History

Great Britain
- Name: HMS Nancy
- Acquired: c.May 1794 by purchase
- Fate: Sold December 1801

General characteristics
- Type: Fire ship
- Tons burthen: 72 12⁄94 (bm)
- Length: 55 ft 6+1⁄2 in (16.929 m) (overall); 43 ft 0+1⁄2 in (13.1 m) (keel);
- Beam: 17 ft 9 in (5.41 m)
- Depth of hold: 10 ft 1+1⁄2 in (3.086 m)
- Propulsion: Sails
- Complement: 10
- Armament: Unarmed

= HMS Nancy (1794) =

HMS Nancy was the mercantile vessel Nancy that the Royal Navy purchased in 1794 for use as a fire ship. She was never expended as a fireship but instead served as a small gunboat. The Navy sold her at Deptford in 1801.

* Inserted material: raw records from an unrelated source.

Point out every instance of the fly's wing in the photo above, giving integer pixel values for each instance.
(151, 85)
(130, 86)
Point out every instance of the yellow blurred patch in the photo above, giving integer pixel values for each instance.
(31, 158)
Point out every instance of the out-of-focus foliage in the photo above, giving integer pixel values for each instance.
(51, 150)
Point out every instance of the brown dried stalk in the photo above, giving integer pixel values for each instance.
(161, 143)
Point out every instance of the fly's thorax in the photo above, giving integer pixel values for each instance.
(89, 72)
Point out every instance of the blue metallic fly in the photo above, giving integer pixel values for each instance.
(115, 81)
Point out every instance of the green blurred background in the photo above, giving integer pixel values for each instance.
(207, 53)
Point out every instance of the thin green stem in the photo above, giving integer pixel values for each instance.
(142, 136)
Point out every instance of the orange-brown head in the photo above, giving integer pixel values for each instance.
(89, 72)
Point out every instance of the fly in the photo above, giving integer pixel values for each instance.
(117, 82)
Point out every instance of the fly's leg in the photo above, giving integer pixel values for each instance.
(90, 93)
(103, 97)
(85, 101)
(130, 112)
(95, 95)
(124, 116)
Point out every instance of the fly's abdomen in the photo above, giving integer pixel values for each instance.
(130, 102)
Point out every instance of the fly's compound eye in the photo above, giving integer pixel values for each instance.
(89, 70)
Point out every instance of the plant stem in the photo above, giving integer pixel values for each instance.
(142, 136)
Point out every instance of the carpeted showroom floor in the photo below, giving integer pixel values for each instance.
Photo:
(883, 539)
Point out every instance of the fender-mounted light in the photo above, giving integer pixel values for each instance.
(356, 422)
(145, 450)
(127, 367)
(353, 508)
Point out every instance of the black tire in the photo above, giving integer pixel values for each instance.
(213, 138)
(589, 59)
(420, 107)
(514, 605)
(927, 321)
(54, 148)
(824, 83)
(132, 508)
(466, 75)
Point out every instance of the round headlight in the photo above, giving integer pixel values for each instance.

Nancy underwent fitting out at Woolwich between May and 9 August 1794. The Navy commissioned her in June 1794 under Mr. Jeremy Brown. A formal listing of the vessels under the command of Captain Sidney Smith lists her, together with five similar fire ships. In September 1795 Nancy was at the Îles Saint-Marcouf, which the Royal Navy had occupied in July 1795, possibly at the same time as the British forces there repelled a French attack.

On 10 March 1796 a court martial convened on , then at Portsmouth, to try Mr. Mark Moore, commander of Nancy, for embezzlement. The court found him guilty and ordered him dismissed the service, never to serve again in His Majesty's naval service.

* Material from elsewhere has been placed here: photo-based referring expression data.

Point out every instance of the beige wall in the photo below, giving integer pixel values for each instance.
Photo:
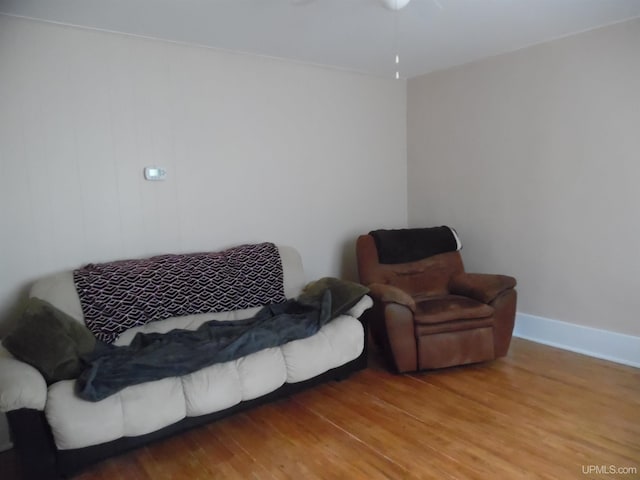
(535, 157)
(256, 150)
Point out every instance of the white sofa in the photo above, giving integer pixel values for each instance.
(56, 433)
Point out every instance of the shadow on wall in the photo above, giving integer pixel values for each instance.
(348, 264)
(11, 316)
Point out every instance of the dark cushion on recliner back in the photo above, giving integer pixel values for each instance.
(411, 244)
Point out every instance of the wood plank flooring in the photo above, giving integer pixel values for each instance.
(539, 413)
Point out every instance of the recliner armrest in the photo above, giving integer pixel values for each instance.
(391, 294)
(480, 286)
(21, 385)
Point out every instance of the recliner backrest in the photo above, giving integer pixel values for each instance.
(429, 276)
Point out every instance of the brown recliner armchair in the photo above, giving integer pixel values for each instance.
(428, 313)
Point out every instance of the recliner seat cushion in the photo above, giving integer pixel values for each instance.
(446, 308)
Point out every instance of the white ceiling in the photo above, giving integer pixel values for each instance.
(357, 35)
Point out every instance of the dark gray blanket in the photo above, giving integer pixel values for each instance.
(179, 352)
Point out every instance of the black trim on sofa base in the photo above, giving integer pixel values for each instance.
(42, 461)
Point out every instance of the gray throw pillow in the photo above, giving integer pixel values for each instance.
(344, 294)
(50, 340)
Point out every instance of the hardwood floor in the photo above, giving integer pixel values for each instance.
(538, 413)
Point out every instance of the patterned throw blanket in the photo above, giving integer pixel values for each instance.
(120, 295)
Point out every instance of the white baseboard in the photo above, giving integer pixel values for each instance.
(5, 441)
(616, 347)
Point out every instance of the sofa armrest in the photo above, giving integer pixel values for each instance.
(21, 385)
(391, 294)
(364, 304)
(480, 286)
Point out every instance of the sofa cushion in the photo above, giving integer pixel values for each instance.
(50, 340)
(217, 387)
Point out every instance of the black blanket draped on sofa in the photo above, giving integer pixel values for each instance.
(179, 352)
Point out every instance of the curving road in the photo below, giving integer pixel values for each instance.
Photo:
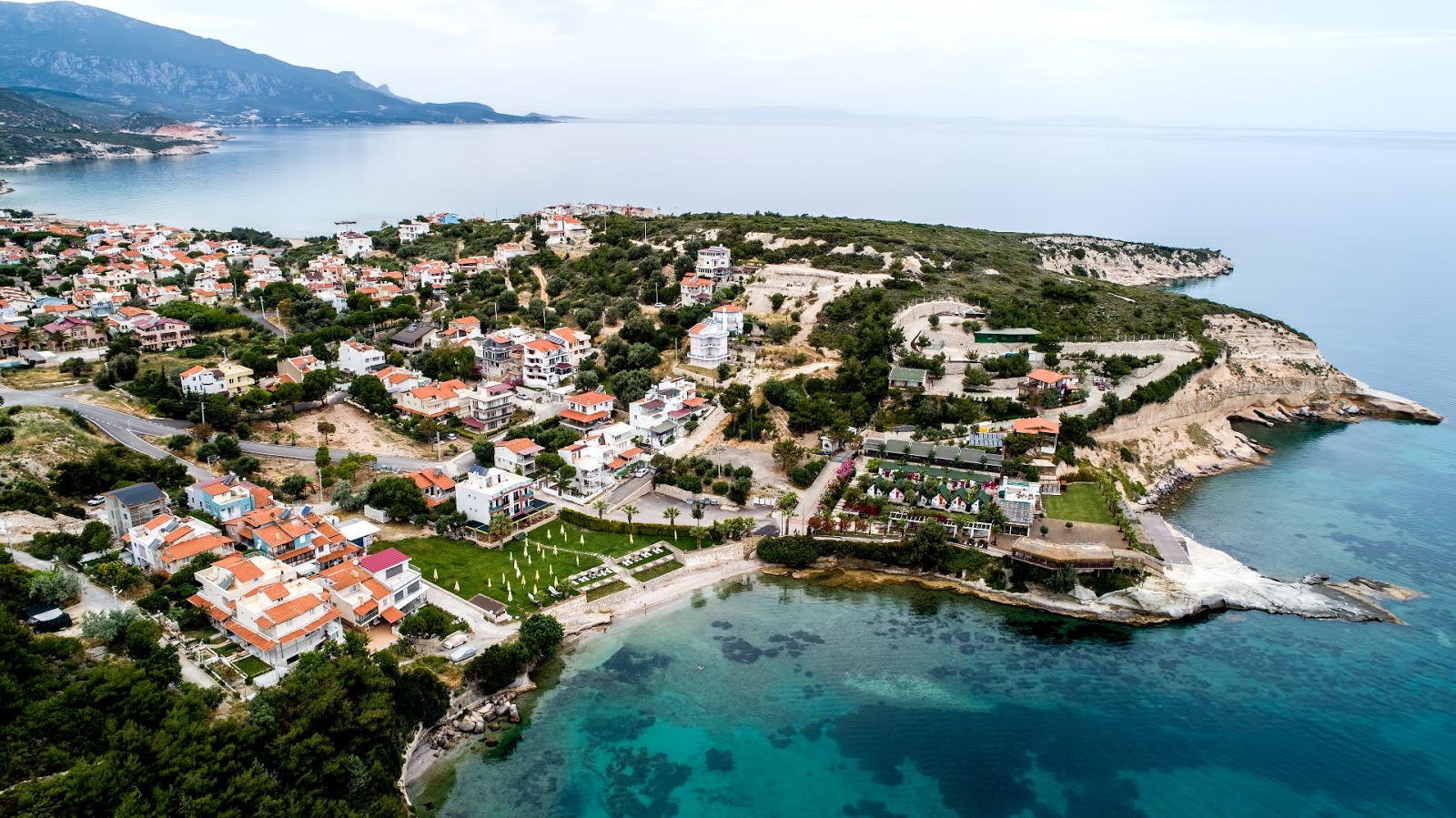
(127, 429)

Nancy was recommissioned in March 1800 under Lieutenant William Fitzwilliam Owen, for the Downs. An account of the "State of the Navy" described her as a fire vessel, with no guns, and under the command of "Owen".

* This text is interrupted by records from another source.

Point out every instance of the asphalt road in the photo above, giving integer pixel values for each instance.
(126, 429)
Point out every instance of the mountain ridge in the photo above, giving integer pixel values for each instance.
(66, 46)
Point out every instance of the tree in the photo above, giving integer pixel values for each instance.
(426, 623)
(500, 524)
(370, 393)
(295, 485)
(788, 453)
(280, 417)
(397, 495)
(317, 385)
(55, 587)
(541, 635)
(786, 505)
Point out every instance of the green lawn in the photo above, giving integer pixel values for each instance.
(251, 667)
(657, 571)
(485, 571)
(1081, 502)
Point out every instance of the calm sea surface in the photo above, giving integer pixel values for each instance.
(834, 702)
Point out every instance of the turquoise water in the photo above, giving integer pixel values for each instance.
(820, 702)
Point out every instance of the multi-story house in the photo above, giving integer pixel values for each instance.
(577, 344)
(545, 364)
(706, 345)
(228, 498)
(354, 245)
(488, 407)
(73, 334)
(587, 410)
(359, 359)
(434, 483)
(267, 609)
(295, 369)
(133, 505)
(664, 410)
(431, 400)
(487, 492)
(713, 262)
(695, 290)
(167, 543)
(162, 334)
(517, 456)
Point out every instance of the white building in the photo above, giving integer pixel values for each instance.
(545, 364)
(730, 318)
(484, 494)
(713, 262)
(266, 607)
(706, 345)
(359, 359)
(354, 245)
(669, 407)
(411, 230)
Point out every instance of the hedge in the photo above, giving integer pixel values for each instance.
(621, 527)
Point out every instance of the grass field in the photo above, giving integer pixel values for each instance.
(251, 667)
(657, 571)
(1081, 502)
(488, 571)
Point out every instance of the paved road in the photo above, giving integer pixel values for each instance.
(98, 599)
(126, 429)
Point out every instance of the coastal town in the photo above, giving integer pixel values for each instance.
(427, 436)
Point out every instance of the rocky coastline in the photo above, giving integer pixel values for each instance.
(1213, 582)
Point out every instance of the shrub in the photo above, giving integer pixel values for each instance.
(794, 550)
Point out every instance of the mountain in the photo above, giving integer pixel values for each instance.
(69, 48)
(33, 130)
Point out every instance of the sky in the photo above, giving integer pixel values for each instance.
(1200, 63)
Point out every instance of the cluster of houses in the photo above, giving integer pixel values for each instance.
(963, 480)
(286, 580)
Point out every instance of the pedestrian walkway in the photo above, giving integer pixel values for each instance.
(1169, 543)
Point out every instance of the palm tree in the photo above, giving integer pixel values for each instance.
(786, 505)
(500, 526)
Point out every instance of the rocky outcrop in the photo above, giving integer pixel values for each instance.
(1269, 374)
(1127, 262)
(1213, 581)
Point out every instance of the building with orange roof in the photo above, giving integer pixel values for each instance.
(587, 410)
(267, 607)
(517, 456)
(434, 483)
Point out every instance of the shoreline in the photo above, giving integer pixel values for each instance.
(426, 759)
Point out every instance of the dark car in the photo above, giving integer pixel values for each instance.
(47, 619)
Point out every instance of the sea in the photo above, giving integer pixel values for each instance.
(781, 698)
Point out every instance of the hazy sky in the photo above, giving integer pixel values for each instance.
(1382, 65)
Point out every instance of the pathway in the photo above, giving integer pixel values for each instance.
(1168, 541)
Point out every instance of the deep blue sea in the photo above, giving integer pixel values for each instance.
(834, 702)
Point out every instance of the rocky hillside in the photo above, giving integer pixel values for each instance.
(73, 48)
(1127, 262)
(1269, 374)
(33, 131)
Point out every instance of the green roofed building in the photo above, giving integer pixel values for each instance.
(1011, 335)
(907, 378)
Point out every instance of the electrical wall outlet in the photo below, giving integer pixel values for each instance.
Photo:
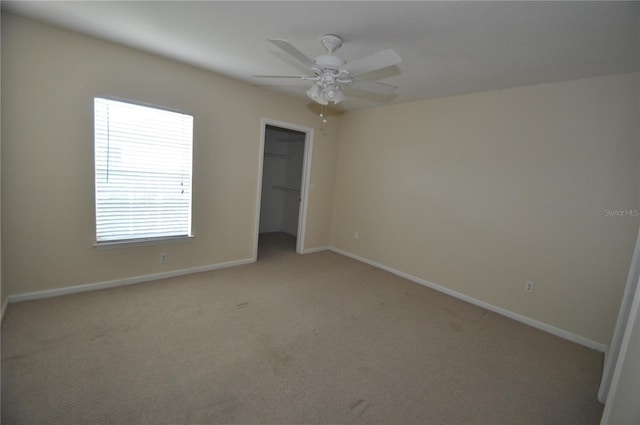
(528, 287)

In late 1801 the hired armed cutter King George, under the command of a Mr. Yawkins (William Yawkins), served under Nelson at his failed attack on Boulogne. On 25 August Nelson came aboard King George to conduct a reconnaissance of the French fleet. In October Nelson gave Owen command over King George as well, with secret instructions to launch a burning Nancy at the French fleet. The fire attack did not occur and Nancy was sold in December.